NFL owners couldn’t have truly been indignant at being instructed by the president to get those “son of a b**ch” players protesting the anthem “off the field.” Kaepernick was that SOB and all 32 league owners ensured he wouldn’t be playing in any field their teams were on in the 2017 football season and possibly, beyond.

When the Dallas Cowboys, affectionately known as “America’s Team” kneeled before the national anthem and still honored the actual anthem by standing, the NFL’s intentions with this faux movement became crystal clear.

Cowboys owner Jerry Jones and coach Jason Garrett locking arms with the brown-skinned players was nothing more than a cute photo-op. There is a message of intolerance for the justice system that regularly persecutes people of color and they chose to take no part of that.
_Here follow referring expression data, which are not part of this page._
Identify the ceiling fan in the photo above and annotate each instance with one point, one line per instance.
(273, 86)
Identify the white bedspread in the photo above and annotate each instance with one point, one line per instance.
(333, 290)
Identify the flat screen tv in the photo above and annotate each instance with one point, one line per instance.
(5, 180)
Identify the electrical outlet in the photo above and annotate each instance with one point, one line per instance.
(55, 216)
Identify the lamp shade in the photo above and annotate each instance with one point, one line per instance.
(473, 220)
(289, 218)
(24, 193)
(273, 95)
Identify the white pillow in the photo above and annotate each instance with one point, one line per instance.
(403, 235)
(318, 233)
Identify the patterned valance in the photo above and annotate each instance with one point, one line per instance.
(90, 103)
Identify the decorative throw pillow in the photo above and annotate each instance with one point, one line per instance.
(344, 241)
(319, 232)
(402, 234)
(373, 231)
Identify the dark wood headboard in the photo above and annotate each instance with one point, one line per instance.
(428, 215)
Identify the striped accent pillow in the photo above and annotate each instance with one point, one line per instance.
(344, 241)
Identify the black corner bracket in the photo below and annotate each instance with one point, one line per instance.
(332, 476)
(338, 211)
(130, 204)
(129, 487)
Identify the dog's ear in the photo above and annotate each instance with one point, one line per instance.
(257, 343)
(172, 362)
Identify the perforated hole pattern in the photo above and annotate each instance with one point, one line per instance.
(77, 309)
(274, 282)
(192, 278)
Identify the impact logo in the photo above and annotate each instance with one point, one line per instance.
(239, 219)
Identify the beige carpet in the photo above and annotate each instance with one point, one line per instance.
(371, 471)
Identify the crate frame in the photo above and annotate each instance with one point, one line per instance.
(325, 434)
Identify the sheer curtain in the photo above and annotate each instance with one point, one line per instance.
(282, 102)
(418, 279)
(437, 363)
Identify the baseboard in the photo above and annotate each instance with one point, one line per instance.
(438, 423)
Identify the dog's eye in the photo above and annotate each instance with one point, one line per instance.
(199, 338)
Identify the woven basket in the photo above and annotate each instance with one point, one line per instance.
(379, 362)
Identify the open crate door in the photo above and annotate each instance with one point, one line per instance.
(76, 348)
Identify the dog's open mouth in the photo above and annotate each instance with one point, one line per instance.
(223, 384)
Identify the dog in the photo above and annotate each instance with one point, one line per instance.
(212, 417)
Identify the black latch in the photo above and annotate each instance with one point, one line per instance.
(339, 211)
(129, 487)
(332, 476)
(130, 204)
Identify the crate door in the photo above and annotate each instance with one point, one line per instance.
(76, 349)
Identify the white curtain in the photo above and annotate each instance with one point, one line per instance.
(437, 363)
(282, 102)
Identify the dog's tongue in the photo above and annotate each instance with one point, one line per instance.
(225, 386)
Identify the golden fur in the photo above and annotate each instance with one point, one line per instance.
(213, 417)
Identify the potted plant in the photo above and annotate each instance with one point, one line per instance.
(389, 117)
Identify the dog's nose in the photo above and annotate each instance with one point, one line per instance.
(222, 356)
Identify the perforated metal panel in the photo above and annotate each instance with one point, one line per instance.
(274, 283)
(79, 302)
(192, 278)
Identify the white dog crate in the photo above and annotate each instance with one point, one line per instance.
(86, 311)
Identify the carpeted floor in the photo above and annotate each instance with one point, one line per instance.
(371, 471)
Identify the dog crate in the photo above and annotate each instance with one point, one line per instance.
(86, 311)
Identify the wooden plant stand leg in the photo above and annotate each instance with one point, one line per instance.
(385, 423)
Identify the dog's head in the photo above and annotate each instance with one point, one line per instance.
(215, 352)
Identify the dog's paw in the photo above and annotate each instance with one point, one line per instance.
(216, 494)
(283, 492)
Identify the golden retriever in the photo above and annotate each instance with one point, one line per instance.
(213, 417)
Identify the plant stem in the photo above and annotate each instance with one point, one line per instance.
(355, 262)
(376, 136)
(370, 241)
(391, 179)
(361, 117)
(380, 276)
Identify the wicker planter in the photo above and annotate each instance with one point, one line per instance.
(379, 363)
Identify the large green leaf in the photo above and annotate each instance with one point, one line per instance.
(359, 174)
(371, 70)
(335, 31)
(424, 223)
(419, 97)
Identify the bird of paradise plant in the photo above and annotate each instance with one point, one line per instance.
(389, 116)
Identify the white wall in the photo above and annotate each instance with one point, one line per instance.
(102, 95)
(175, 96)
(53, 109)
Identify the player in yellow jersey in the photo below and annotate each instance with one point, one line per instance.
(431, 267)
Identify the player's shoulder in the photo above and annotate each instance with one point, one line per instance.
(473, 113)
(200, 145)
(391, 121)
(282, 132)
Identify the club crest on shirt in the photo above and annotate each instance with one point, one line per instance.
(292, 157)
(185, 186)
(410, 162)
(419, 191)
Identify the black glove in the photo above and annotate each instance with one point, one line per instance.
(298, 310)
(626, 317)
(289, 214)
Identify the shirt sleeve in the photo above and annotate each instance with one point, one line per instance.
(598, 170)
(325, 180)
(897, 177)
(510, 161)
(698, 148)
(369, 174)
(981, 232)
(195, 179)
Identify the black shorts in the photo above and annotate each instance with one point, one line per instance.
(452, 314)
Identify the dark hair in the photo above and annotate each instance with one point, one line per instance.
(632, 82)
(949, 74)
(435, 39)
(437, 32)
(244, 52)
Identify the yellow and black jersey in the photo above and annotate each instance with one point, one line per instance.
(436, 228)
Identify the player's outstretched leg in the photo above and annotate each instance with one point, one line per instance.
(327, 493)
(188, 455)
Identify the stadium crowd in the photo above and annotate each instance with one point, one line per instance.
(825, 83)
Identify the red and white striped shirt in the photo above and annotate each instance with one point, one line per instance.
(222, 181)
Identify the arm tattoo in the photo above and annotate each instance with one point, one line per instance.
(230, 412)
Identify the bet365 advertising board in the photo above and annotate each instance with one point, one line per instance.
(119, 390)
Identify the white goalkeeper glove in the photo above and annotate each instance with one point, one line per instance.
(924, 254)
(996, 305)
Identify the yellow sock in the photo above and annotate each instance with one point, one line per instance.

The Cowboys distanced themselves from the semblance of the protests while also distancing themselves from their racist reputation.

The #taketheknee movement is a watered-down version of Kaepernick’s protest against police brutality. For athletes, something got lost in translation. For owners and coaches, it’s an exploitation of Black pain.

A movement initially used to protest incessant police brutality translated into an opportunity for the NFL to appear sensitive to the struggles of the Black community while repairing their image.